Tuesday, November 9, 2010

An article on childhood obesity in Europe

Taken from an article I wrote for The Parliament Magazine
Classified as an epidemic in Europe by the WHO, with around 20% of European children overweight, of which one third are obese, it is time for policy-makers to turn rhetoric into action.

With high prevalence rates in children from poor socio-economic backgrounds, there is clearly a strong correlation between childhood obesity and disadvantaged families. Of course education is key; for health workers, parents and the children themselves. Whilst as MEPs we can encourage Member States to dedicate sufficient resources to education programmes, and to cooperate together to share best practice and exchange ideas, we have no formal powers in this area. Similarly, public health largely remains a national competence, although increasingly, legislation we deal with in the Parliament can and does play an important role.

For example, in order to empower parents to make the right choices for their children, simple and easy-to-understand nutritional information is important. It is difficult to make the right choices if no information is available, or is presented in an unclear or inaccessible format, obscuring comparisons. This is why the ongoing struggle over the new Food Information to Consumers regulation is so important to many of us in the European Parliament who understand this. I was delighted that in our first reading vote last June, my proposals to label key nutrients on the front of pack in an easily comparable format were backed by a majority of MEPs. I was less pleased that my proposal to use the traffic light system to denote low, medium or high levels of salt, sugar and fats was rejected, following a fierce and often misleading campaign from vested interests. This system, simple yet effective, would have enabled at-a-glance comparisons between different foods, helping parents to identify the healthier option for their children.

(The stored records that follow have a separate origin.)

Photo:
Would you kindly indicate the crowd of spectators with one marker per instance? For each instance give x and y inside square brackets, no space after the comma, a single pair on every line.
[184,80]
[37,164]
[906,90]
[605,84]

A similar lobby from vested interests was also at play during the revision of the Television without Frontiers Directive, some years ago, when a proposed amendment to restrict advertising of junk food before 9pm was ferociously opposed. I find it unacceptable that foods with a poor nutritional profile can continue to be advertised to children, be it directly or indirectly and I look forward to the imminent implementation of the Nutrition and Health Claims regulation, adopted by the European Parliament in 2006, which will ensure nutrition claims must be scientifically backed up, and will put in place nutrient profiles, ending the current practice whereby a food with a particularly poor profile in terms of high levels of fats, sugar and salt is allowed to bear a positive health claim which focuses on just one positive aspect, while ignoring the many negatives.

I was also extremely interested to read about developments in Finland, and their planned confectionary tax to help discourage consumption of unhealthy junk food. While I am not necessarily convinced that this is the best way forward, it does highlight an important issue; it is often the food with the poorest nutritional make-up which is cheapest, meaning that parents wishing to provide their children with a balanced, healthy diet find it more expensive to do so. This is perverse and if we are serious about tackling the child obesity epidemic, we must look at ways of reversing this.

Unfortunately there is no silver bullet to help us tackle the scourge of child obesity and whilst the measures I have outlined here may be small steps, nevertheless they do represent progress and I shall continue to campaign on such issues in the future.